Many forefront facilities such as the Hubble Space Telescope and ESO’s Very Large Telescope are being pointed at exoplanets to try to find out what their atmospheres are made of. Yet such work is right at the limit of what can currently be done (though we hope that the James Webb Space Telescope will soon change that). So to what extent can we trust the results?
Here is an interesting puzzle. A new paper by Neale Gibson et al reports a spectrum of the atmosphere of WASP-31b, obtained with the FORS2 instrument on the VLT.

The spectrum is mostly flat, implying that the planet has a fairly cloudy atmosphere, but towards the right-hand side the orange line (a computed model) shows a strong emission line owing to potassium.
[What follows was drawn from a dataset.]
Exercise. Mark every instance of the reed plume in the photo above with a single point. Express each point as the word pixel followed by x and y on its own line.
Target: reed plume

The problem is that while one data point from previous HST data (small grey circle) indicates the presence of a strong potassium line, the new data from the VLT (the green-square data point) is incompatible with the HST data and would mean that there is no strong potassium line.
Gibson and co-authors put a lot of effort into trying to resolve the discrepancy, and consider whether Earth’s atmosphere might be contaminating the ground-based data, or whether unknown systematic uncertainties might be affecting the Hubble data. Overall they can only “highlight the need for caution” in interpreting such features. This illustrates that science at the cutting edge is never easy, and that much of an astronomer’s time is spent investigating whether one can trust the data one is working with.